Gemeinderat Rüti holt sich Unterstützung von Experten
Nach abgesagter Abstimmung
Wegen Mängeln musste die Abstimmung zur Rechtsform der Gemeindewerke Rüti im Juni abgesagt werden. Jetzt soll eine Analyse zeigen, wo der Fehler lag – und dabei helfen, nach vorne zu schauen.
Die abgesagte Abstimmung um die neue Rechtsform der Gemeindewerke (GWR) in Rüti sorgte für Wirbel. Trotz langer Planungsphase und Beizug von Beratern wurden kurz vor der Abstimmung Fehler im Erlass entdeckt, weshalb das Vorhaben nicht vors Volk kommen konnte.
Es stellt sich die Frage: Was lief schief, wie konnten die formalen Mängel entstehen dazu führen, dass letztlich dass es letztlich zur Absage kommen musste? Das soll nun eine Analyse zeigen.
In der verpatzten Abstimmung sehe man die Chance, Mängel und auch Einwände zu prüfen, alles nochmal neu auszulegen – um anschliessend das Geschäft korrekt aufzugleisen. «Wir halten nach wie vor daran fest, dass die Gründung der Aktiengesellschaft richtig ist», sagt Gemeindepräsidentin Yvonne Bürgin (Die Mitte).
Es braucht Experten
Am 29. April, knapp sechs Wochen vor der geplanten Abstimmung, musste diese abgesagt werden. In der Zwischenzeit sei eine Stellungnahme der Firma, welche das Projekt begleitete und die Gemeindewerke insbesondere bei der Erstellung der Abstimmungsvorlage unterstützte, eingetroffen.
«Wir sind keine Juristen und haben uns im beleuchtenden Bericht zur Abstimmung vor allem auf die politischen Aspekte und die Verständlichkeit der Vorlage für die Bürgerinnen und Bürger konzentriert.» Für den juristischen Teil habe man die Firma hinzugezogen, welche das Projekt begleitete.
«Aus unserer Sicht stimmt etwas im Erlass nicht», sagt Bürgin. Wolle man die Vorlage erneut vorbringen, müsste man die Fehler entsprechend korrigieren, weshalb der Beizug und die Unterstützung von Experten sinnvoll sei, um die Analyse der Stellungnahme durchzuführen.
Aus Fehlern lernen
«Natürlich wäre es ärgerlich, wenn der Fehler letztlich in der Arbeit jener liegt, die wir als Profis zur Erarbeitung des Erlasses zugezogen haben», sagt Bürgin.

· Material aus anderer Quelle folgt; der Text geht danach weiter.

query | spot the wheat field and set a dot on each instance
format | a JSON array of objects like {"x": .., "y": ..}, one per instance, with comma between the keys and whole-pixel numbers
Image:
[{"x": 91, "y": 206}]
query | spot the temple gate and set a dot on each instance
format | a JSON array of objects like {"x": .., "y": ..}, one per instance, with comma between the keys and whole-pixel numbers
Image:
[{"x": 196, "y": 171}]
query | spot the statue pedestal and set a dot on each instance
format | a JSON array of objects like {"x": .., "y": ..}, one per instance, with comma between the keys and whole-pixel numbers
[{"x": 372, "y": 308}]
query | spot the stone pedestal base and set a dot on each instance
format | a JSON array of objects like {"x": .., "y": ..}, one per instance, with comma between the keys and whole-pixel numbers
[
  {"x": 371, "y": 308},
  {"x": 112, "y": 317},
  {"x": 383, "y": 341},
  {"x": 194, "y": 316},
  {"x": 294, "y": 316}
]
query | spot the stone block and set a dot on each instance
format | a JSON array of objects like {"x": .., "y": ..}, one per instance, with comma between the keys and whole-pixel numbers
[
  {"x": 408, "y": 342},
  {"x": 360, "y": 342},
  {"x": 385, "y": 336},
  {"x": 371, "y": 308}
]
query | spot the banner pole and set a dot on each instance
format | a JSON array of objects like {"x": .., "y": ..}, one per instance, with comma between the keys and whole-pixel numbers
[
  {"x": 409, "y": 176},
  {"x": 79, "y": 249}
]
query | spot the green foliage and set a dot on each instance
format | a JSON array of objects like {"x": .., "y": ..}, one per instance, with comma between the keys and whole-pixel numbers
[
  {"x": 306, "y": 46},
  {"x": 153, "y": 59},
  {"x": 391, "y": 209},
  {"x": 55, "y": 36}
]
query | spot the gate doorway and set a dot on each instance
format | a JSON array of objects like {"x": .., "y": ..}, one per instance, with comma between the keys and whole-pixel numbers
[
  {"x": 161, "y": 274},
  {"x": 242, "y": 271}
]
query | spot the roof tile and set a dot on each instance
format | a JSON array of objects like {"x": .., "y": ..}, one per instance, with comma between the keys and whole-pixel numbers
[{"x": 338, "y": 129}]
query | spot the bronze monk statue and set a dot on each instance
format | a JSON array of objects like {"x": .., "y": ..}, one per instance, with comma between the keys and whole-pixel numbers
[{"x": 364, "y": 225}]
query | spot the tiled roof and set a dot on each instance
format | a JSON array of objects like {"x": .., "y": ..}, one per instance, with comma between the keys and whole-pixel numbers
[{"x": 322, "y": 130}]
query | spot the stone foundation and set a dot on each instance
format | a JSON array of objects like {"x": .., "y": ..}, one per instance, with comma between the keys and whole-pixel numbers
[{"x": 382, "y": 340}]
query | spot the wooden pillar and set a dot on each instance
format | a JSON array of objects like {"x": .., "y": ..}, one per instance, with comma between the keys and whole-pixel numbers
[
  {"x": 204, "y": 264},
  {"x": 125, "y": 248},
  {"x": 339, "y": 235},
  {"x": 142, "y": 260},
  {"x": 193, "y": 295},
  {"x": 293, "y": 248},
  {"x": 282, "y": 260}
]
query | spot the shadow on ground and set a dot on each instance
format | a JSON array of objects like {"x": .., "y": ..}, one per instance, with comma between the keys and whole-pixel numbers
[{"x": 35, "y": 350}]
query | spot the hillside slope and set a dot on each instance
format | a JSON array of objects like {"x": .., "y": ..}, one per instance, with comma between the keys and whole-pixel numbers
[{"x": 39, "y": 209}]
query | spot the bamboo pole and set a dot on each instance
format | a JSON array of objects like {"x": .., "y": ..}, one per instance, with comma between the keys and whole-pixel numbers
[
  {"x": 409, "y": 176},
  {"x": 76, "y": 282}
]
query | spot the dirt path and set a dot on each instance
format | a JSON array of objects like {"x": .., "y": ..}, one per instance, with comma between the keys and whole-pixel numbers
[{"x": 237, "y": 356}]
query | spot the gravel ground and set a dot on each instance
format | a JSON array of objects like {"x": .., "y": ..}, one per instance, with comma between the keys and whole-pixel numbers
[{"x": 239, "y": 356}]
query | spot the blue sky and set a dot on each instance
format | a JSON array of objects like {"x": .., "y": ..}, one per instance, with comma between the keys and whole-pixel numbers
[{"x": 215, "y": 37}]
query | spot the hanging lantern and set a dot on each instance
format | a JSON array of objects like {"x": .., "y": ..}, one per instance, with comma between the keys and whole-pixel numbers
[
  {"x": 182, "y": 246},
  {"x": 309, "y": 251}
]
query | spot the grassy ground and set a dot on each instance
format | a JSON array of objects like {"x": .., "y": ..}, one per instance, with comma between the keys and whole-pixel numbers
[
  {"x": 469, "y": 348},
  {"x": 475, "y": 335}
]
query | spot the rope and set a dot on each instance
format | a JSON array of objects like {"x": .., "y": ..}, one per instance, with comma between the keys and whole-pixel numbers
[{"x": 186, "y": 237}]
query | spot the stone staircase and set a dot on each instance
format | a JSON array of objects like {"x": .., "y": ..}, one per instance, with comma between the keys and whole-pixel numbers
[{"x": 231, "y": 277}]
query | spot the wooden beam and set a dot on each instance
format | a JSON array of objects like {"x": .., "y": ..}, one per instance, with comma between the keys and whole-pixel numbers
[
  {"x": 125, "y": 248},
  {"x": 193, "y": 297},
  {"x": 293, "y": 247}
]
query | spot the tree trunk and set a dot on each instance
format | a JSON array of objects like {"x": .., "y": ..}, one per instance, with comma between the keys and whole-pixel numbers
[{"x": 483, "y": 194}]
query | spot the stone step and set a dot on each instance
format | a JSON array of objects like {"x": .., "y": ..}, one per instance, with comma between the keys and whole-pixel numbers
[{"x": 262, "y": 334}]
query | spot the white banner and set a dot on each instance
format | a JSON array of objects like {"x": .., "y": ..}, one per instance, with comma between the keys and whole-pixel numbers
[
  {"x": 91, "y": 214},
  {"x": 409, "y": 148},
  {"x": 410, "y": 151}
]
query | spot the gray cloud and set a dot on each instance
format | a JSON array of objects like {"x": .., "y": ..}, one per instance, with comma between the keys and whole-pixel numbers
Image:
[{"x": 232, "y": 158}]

Da wolle sie aber keine voreiligen Schlüsse ziehen.
«Es geht uns nicht darum, Schuldige zu suchen, wir wollen nach vorne schauen», beteuert Bürgin. Genau dafür sei die eingehende Prüfung der Stellungnahme: «Wo wurden Fehler gemacht, wo müssen wir nochmal ran?»
Nun soll Licht ins Dunkel gebracht werden. «Es handelt sich um ein grosses und wichtiges Geschäft», sagt Bürgin.
Man könne nun die Fragen der Liquidität für das Fernwärmenetz und die Umstände der Liegenschaften nochmal eingehend anschauen, neue Fortschritte berücksichtigen. «Aus Fehlern können Chancen entstehen.»
Zwei Mängel, keine Abstimmung
Zum einen bestanden finanzielle Unklarheiten: Im Mai 2022 genehmigten die Stimmberechtigten der Gemeinde einen Verpflichtungskredit über 14,9 Millionen Franken für den Aufbau eines Wärmeverbunds. Bei der Umwandlung der GWR zur AG wären aber die flüssigen Mittel dafür nicht automatisch übertragen worden. Das hätte im Abstimmungserlass explizit geregelt sein müssen.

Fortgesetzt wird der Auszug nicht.